Reputation: 2712
I'm trying to convert a Tensorflow graph to CoreML and I'm following this tutorial. There's this bit of code that I don't quite understand:
#include <metal_stdlib>
using namespace metal;
kernel void swish(
texture2d_array<half, access::read> inTexture [[texture(0)]],
texture2d_array<half, access::write> outTexture [[texture(1)]],
ushort3 gid [[thread_position_in_grid]])
{
if (gid.x >= outTexture.get_width() ||
gid.y >= outTexture.get_height()) {
return;
}
const float4 x = float4(inTexture.read(gid.xy, gid.z));
const float4 y = x / (1.0f + exp(-x));
outTexture.write(half4(y), gid.xy, gid.z);
}
What I don't understand is the use of gid
here. Isn't the grid 2 dimensional? What does gid.z
signify? Isn't gid.x
is the current x-coordinate of the current pixel?
Upvotes: 0
Views: 127
Reputation: 7892
gid.x
and gid.y
are the x/y coordinate of the current pixel.
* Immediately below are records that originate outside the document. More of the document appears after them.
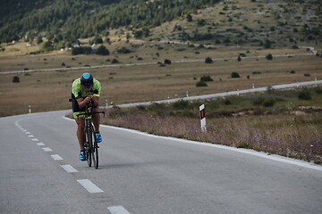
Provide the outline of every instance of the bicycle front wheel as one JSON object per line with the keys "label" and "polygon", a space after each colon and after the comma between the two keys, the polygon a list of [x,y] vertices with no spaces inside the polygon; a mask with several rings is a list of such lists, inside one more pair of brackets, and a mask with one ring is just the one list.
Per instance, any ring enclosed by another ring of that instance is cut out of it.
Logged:
{"label": "bicycle front wheel", "polygon": [[88,161],[89,167],[91,167],[92,164],[92,147],[93,147],[93,138],[92,138],[92,132],[90,129],[86,130],[86,160]]}
{"label": "bicycle front wheel", "polygon": [[95,169],[98,169],[98,145],[97,141],[95,136],[94,128],[92,127],[92,136],[93,136],[93,146],[92,146],[92,159]]}

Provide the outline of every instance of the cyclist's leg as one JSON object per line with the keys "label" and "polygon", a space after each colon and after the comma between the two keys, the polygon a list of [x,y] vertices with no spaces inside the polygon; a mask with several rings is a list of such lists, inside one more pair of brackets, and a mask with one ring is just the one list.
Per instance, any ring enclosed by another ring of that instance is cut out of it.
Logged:
{"label": "cyclist's leg", "polygon": [[[93,112],[97,112],[98,111],[98,107],[92,108],[92,111]],[[92,116],[92,122],[93,122],[94,128],[95,128],[96,139],[97,139],[97,143],[101,143],[102,142],[102,136],[101,136],[101,135],[99,133],[100,115],[99,114],[94,114]]]}
{"label": "cyclist's leg", "polygon": [[[92,108],[92,112],[97,112],[98,106],[96,108]],[[100,124],[100,115],[98,113],[94,114],[92,116],[92,122],[94,124],[95,131],[99,132],[99,124]]]}

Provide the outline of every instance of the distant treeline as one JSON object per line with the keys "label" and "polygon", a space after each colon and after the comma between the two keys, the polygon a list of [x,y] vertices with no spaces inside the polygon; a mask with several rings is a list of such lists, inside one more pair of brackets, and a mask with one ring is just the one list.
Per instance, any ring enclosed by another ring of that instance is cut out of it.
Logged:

So when you do a texture.read(gid.xy)
it gives you 4 channels worth of pixel data.
But the "images" used in neural networks may have many more than 4 channels. That's why the data type for the textures is texture2d_array<>
instead of just texture2d<>
.
The gid.z
value refers to the index of the texture "slice" in this array. If the image/tensor has 32 channels, then there are 8 texture slices (because each texture stores up to 4 channels of data).
So the grid really is three dimensional: (x, y, slice).
Upvotes: 1